One of the four lawyers who defended him during the 18 months since the case opened has been imprisoned for eight years while two others had their licenses to practice law revoked.

Noted Russian veteran human rights defender Oleg Orlov said the outcome of the trial, and of similar trials in his home country, showed the current political systems in Belarus and Russia had turned into a form of fascism.

“This is one of the variants of fascism. And any regime of that kind cannot stand dissent, not just opposition but any independent thought. That is why they hand down these kinds of sentences,” Orlov told RFE/RL.

“They want to frighten society so that nobody would even think about saying something against them. So that everyone understands that they will jail you and flatten you for any word you utter.”

Belarusian authorities have moved to shut down critical and nonstate media outlets and human rights bodies in the wake of mass protests that erupted in August 2020 after a presidential election the opposition said was rigged.

The opposition and Western governments say Svyatlana Tsikhanouskaya, who was driven into exile, won the vote, which has not been recognized by the United States, the European Union, and several other countries.

“The shameful sentence against Ales, Valiantsin & Uladzimir is the regime’s revenge for their steadfastness.

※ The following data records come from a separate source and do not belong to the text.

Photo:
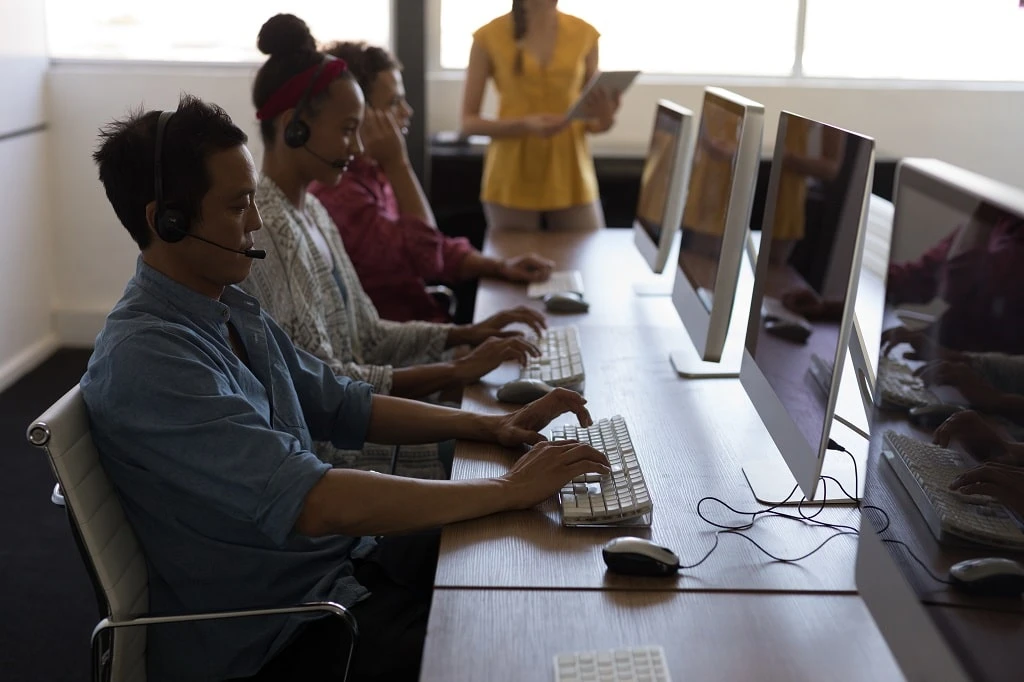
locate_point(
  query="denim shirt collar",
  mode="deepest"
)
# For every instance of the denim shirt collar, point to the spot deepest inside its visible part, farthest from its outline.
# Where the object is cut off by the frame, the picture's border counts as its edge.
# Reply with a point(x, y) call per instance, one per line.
point(190, 302)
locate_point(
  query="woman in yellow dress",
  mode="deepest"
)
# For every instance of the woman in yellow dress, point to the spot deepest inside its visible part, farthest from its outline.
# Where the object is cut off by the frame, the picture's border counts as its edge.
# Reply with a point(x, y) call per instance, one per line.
point(539, 163)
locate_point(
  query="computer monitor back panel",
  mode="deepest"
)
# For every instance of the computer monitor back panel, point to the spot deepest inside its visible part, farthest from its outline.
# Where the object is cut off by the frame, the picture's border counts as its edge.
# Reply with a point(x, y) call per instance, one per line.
point(811, 246)
point(716, 217)
point(663, 185)
point(955, 288)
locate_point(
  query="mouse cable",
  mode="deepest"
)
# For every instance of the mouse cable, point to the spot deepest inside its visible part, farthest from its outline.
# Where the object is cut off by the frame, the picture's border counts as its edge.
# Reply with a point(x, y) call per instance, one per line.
point(772, 511)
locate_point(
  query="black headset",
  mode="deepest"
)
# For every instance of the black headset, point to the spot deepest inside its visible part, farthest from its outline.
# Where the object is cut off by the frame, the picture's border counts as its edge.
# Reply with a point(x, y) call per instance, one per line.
point(171, 223)
point(297, 130)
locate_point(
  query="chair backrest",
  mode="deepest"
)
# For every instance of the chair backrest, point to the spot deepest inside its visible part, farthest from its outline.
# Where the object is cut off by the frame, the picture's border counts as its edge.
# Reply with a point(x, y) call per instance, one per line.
point(112, 552)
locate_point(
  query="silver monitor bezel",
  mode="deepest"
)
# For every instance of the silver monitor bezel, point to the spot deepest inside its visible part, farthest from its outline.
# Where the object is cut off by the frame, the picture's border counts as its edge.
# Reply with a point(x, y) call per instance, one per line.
point(803, 460)
point(708, 330)
point(656, 253)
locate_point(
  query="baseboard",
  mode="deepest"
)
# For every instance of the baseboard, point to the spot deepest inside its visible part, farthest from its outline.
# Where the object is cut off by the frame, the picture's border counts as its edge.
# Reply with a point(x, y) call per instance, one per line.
point(28, 359)
point(78, 329)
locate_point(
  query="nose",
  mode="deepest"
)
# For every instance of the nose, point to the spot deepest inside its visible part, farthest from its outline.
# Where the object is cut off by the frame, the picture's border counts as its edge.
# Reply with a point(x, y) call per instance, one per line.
point(254, 221)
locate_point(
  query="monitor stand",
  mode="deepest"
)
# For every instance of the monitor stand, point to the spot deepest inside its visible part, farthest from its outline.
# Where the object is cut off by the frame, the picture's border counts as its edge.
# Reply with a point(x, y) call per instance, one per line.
point(771, 481)
point(688, 365)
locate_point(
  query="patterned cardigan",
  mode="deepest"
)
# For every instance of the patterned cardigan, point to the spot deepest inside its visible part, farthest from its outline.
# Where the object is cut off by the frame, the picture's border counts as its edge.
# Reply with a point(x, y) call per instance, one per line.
point(299, 291)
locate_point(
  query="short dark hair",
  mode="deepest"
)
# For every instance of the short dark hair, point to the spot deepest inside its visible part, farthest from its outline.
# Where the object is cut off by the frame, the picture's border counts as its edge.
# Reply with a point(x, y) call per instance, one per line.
point(292, 50)
point(365, 60)
point(126, 157)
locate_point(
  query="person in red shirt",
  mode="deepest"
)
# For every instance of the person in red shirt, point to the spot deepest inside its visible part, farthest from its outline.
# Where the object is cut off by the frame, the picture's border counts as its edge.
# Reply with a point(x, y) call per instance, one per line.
point(383, 215)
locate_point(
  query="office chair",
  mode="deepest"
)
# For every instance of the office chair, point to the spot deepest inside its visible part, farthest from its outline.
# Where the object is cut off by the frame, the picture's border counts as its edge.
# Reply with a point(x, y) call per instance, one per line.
point(112, 554)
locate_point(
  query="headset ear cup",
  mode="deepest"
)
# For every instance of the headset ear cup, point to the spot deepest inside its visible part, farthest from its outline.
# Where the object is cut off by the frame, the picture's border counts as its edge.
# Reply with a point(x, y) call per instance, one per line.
point(172, 225)
point(296, 133)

Revenge for solidarity. Revenge for helping others. Ten years for a Nobel Prize laureate shows clearly what Lukashenka’s regime is. We won’t stop fighting for our heroes,” Tsikhanouskaya said on Twitter.

Thousands have been detained since the vote and there have been credible reports of the torture and ill-treatment of detainees by security forces. Several people have died during the crackdown.